4. The Fourth Rubric: Mechanisms (How?)

The topic of mechanisms leading to and beyond newly incident cannabis use already has been mentioned in the context of the second rubric and its evidence on the ‘gateway sequence’ as well as the fact that, by logic, a chance to try cannabis must occur before first-time use of cannabis can start. Epidemiology’s work under the rubric of mechanisms for any condition tends to start with the condition, and then attempts are made to work backward toward precursor conditions and processes that qualify as facets of mechanism, as well as forward in time from precursors or predictors to cannabis use.

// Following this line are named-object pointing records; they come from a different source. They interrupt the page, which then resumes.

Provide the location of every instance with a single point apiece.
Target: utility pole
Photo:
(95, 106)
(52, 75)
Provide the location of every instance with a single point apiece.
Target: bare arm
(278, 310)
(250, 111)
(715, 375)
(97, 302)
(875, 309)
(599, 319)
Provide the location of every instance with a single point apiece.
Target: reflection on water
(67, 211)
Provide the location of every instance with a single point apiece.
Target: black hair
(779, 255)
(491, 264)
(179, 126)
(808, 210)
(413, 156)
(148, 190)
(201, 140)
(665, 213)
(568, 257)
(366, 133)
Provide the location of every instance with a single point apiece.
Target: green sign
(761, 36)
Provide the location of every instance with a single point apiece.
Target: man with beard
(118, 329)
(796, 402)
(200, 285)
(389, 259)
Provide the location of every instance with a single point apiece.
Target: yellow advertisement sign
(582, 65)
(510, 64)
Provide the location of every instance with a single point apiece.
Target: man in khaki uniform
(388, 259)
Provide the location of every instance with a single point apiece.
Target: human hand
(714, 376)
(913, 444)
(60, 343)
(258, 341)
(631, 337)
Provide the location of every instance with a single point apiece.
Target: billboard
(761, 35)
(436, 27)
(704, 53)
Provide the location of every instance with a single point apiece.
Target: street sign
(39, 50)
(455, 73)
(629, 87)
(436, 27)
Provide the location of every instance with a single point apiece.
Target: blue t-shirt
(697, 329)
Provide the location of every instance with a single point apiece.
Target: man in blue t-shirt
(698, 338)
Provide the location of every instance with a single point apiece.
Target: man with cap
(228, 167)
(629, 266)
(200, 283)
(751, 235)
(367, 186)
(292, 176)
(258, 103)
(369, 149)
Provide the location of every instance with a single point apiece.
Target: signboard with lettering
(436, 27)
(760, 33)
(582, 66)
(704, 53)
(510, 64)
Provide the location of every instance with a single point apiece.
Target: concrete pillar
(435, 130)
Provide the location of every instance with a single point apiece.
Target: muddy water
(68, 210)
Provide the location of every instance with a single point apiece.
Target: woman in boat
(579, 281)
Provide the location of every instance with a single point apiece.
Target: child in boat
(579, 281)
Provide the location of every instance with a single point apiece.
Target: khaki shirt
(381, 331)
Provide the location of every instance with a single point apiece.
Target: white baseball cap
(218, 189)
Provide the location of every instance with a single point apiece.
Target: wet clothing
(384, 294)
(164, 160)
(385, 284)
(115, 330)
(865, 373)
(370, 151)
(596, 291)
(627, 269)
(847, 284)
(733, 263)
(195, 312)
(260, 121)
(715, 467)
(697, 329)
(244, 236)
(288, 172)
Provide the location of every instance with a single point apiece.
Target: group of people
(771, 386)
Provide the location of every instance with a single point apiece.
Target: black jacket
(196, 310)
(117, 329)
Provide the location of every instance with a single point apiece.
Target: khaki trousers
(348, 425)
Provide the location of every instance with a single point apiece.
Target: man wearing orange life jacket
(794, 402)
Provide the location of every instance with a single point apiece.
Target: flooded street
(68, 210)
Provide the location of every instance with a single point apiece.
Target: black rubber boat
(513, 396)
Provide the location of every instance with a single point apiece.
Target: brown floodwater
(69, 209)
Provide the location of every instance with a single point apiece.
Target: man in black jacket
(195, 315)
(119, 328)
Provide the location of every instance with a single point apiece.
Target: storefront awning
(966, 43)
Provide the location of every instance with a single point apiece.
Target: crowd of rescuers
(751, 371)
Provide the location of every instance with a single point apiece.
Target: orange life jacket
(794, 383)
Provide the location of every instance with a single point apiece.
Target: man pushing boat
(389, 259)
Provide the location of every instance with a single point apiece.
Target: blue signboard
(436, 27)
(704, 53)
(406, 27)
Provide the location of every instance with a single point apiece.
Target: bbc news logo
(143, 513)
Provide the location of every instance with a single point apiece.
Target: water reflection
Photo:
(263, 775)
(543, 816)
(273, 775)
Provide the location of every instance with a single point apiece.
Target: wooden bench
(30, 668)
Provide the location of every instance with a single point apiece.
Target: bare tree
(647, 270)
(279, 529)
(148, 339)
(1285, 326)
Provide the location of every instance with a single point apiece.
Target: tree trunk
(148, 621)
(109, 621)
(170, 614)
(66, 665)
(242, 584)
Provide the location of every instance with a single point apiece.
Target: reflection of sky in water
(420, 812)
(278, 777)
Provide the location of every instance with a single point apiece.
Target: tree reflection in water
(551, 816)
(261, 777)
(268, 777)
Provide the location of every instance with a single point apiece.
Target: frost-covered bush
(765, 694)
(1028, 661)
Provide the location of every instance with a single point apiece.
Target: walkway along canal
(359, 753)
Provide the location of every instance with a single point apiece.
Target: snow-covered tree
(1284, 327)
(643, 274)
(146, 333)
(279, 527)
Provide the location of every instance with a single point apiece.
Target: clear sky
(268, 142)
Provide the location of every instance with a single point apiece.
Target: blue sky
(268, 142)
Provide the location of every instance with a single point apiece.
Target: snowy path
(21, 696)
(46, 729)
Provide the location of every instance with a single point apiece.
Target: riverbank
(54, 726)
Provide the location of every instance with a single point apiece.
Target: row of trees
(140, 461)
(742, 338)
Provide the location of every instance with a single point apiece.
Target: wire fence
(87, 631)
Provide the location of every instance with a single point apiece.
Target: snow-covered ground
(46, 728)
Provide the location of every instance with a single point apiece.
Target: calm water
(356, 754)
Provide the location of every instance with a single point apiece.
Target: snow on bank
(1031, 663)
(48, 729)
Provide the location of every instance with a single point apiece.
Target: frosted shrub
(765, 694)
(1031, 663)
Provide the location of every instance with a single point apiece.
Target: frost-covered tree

In that the study of mechanisms in epidemiology also includes secondary consequences, comorbidities, and residual disabilities or terminal outcomes, this rubric encompasses hypotheses about whether cannabis use or any of its consequences is genetically mediated. Work under this rubric often is longitudinal because the goal includes tracing the pathways, direct and indirect, through which cannabis use starts to occur and then cascades into later sequelae.

Before turning to consequences, disability, and terminal outcomes such as premature death, a note about contagion and person-to-person diffusion of cannabis use should be made. Given research on peer influence on starting to use cannabis, one might think that there would be a strong tradition of epidemiological research on contagion processes and person-to-person diffusion. In fact, there are a few studies in this arena, all supportive of the idea that newly incident cannabis use occurs in local area clusters [53, 54], but too few to provide a systematic review. Bobashev & Anthony [53] raised the possibility that local area clustering of perceptions about harmfulness of cannabis use might foster a sociocultural neighborhood environment that is conducive to higher or lower incidence rates for cannabis use (i.e., higher if it is judged to be not risky; lower if it is judged to be quite risky). Parker & Anthony [54] have taken that work a step forward, and evaluated the degree to which cannabis risk perceptions among high school seniors in one calendar year’s graduating class might influence the clustering and occurrence of newly incident cannabis use in the next calendar year’s graduating class. They found evidence of clustering of newly incident cannabis use within schools, albeit at a modest level, and they also found evidence that occurrence of newly incident cannabis use depends upon and might be caused by the cannabis risk perceptions of the graduating class of the prior year.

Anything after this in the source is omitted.